Prediction of Source Term Leachate Quality from Waste Rock Dumps: A Case Study from an iron Ore Deposit in Northern Sweden

摘要

The prediction of source term water quality from mine waste disposal facilities is an important aspect of the design and management of mining operations. Predictive numerical calculations have been completed for the assessment of long-term leachate chemistry emanating from a proposed Waste Rock Dump (WRD) at an iron ore deposit in Northern Sweden. The prediction required the generation of source term water quality for the WRD in terms of solute concentrations and loading, in addition to assessing the effects on water quality in the receiving watercourse adjacent to the facility. A source term was developed from the results of laboratory static and kinetic testwork carried out on drillcore samples of representative waste rock lithologies. Based on static testwork results, the WRD material consists of two broad material types: (i) Potentially Acid Forming (PAF) skarn with a sulfur content >1%, which makes up 34.3Mt of the 124Mt estimated waste, and (ii) Non-Acid Forming (NAF) material types with a sulfur content <1%, making up the remaining waste. Mass balanced Humidity Cell Test (HCT) and Net Acid Generation (NAG) test results were used to develop source terms for WRD scenarios during Life of Mine (LOM) and post-closure. Model scenarios included: (i) segregated and unsegregated waste; (ii) spring and average snow melt conditions; and (iii) the application of standard soil and qualified covers post-closure.
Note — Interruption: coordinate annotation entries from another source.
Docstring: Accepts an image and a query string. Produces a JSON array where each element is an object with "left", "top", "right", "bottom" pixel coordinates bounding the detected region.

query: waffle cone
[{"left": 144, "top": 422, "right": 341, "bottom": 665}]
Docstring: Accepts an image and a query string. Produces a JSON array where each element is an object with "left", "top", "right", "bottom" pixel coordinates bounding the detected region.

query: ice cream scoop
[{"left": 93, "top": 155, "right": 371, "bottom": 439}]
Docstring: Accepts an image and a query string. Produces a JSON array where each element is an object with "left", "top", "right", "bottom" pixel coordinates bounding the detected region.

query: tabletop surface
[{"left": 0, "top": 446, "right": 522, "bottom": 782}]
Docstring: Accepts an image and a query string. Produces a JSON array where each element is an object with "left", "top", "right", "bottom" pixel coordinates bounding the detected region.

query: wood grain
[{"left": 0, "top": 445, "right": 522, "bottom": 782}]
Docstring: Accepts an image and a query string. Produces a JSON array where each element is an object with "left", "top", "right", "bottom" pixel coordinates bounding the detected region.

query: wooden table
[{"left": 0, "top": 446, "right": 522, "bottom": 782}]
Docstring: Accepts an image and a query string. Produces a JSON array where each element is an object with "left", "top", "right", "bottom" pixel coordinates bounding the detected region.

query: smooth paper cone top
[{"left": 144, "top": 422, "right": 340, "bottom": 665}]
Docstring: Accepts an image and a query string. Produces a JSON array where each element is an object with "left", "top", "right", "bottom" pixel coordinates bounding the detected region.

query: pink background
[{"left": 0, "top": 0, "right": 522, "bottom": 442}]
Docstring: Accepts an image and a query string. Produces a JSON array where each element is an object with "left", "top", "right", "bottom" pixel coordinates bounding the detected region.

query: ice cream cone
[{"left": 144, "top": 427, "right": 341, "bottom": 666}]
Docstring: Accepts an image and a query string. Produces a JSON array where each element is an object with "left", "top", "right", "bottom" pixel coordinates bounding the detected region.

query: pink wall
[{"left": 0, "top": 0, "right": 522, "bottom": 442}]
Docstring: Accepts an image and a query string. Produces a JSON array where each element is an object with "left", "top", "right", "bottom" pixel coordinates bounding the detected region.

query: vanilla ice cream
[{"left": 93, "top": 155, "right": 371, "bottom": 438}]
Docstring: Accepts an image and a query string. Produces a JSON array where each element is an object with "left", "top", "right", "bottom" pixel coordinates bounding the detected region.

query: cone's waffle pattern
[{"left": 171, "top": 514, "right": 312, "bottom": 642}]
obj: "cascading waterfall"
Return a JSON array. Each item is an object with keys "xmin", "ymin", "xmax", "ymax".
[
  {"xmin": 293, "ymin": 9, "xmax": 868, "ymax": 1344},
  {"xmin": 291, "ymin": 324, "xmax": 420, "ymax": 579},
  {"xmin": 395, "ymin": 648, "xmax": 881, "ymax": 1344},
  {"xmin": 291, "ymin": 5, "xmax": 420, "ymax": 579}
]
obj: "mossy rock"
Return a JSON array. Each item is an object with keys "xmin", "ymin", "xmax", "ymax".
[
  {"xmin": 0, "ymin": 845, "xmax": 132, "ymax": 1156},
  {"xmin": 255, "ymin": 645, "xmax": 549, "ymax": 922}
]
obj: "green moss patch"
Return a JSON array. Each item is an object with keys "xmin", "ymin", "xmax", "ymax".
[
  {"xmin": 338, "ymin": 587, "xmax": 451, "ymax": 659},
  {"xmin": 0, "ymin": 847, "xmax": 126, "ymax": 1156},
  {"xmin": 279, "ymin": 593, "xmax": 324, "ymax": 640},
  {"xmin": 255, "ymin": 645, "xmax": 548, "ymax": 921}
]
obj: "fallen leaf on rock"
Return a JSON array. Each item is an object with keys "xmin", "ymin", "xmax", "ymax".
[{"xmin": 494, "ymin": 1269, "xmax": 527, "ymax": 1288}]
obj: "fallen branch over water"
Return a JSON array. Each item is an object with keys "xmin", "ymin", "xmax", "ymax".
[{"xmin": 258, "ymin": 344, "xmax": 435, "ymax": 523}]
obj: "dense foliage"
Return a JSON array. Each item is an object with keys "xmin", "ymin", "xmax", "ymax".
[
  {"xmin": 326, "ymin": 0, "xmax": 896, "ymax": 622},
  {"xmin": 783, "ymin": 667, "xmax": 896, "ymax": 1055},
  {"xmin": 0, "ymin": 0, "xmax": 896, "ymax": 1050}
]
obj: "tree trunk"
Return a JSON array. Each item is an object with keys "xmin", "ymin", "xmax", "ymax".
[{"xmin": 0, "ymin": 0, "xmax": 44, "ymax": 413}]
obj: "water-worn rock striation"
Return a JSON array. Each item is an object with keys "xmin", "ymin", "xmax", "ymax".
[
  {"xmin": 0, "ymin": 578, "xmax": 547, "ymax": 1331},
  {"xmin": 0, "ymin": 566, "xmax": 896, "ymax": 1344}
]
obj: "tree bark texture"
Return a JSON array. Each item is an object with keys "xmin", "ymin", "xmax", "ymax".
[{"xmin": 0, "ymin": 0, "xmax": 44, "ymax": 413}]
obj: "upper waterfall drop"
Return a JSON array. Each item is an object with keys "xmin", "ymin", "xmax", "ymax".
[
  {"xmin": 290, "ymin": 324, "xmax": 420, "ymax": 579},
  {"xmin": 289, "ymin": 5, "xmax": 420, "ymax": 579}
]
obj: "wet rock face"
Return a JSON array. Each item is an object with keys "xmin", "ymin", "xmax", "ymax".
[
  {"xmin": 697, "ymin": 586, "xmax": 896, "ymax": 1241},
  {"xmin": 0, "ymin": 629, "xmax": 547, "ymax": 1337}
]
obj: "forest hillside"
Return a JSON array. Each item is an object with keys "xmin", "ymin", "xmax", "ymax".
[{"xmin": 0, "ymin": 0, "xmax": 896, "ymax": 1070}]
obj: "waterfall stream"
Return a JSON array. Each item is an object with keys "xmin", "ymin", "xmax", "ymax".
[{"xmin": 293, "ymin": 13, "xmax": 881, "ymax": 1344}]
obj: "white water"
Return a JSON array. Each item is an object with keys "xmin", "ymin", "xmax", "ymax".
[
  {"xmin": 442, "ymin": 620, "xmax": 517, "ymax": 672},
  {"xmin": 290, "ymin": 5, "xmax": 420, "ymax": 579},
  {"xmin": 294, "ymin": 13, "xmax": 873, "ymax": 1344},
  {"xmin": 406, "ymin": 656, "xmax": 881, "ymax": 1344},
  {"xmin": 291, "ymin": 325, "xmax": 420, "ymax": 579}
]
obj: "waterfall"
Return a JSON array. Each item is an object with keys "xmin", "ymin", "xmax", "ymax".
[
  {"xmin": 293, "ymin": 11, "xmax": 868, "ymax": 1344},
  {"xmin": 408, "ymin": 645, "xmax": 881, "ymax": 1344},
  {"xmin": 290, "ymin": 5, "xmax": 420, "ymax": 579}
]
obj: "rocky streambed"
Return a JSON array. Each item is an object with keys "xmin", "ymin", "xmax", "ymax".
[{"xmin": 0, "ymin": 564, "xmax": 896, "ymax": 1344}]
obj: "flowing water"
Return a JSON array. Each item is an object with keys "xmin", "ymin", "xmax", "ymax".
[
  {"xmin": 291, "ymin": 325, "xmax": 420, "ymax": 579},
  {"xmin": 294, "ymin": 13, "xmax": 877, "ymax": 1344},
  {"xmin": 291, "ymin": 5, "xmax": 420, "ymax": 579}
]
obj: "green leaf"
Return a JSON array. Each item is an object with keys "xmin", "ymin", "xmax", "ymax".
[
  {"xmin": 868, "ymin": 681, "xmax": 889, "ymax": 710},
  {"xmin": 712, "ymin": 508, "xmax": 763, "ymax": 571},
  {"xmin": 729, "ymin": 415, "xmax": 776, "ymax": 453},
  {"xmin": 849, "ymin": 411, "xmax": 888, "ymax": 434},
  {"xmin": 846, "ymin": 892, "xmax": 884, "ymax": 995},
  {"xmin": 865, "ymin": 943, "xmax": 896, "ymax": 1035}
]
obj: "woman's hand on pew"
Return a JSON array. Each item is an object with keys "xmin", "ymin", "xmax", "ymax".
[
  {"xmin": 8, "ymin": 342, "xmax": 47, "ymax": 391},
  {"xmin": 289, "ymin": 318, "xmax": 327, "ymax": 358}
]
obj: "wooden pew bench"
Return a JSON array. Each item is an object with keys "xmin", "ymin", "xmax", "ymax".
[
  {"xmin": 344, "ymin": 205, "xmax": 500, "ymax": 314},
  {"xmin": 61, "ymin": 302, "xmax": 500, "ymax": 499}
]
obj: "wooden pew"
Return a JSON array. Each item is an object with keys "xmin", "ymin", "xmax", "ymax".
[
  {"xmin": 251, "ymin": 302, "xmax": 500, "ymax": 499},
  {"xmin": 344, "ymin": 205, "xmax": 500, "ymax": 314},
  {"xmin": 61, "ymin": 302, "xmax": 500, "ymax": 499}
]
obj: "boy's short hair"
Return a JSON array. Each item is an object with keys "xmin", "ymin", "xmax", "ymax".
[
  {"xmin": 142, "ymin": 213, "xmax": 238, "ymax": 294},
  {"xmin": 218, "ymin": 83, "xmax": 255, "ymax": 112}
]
Modelling results demonstrated that loading of metals from the WRD was greatest during spring for the LOM scenarios; when seepage through the WRD is greatest and the material is uncovered. However, due to river flow being highest during the spring months, a dilution factor is experienced and predicted metal concentrations in the adjacent watercourse are generally lower than for average flow conditions. In all cases, segregation of high sulfur material was shown to give the best results in terms of elemental load release and predicted elemental concentrations in the adjacent river.